THERE IS NO FRIEND ANYWHERE

Burroughs, incidentally, although he discovered the 23 synchronicity principle, is unaware of the correlation with 17. This makes it even more interesting that his date for the invasion of earth by the Nova Mob
(in
Nova Express)
is September 17, 1899. When I asked him how he picked that date, he said it just came to him out of the air.

Damn. I was just interrupted by another woman, collecting for the Mothers March Against Hernia. I only gave her a dime.

W, the 23rd letter, keeps popping up in all this. Note: Weishaupt, Washington, William S. Burroughs, Charlie Workman, Mendy Weiss, Len Weinglass in the Conspiracy Trial, and others who will quickly come to mind. Even more interesting, the first physicist to apply the concept of synchronicity to physics, after Jung published the theory, was Wolfgang Pauli.
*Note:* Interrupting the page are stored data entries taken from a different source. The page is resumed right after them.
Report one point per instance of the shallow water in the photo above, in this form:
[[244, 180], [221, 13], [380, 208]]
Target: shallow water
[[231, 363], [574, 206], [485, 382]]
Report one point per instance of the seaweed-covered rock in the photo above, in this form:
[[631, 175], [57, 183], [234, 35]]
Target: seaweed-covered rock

Another suggestive letter-number transformation: Adam Weishaupt (A.W.) is 1-23, and George Washington (G.W.) is 7-23. Spot the hidden 17 in there? But, perhaps, I grow too imaginative, even whimsical….
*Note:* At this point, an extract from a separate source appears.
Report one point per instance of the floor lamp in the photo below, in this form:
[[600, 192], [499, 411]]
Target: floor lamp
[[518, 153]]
There was a click. George turned. All the time he’d been in the control center with Hagbard, he had never looked back at the door through which he had come. He was surprised to see that it looked like an opening in thin air—or thin water. On either side of the doorway was blue-green water and a dark horizon which was actually the ocean bottom. Then, in the center, the doorway itself and a golden light silhouetting the figure of a beautiful woman.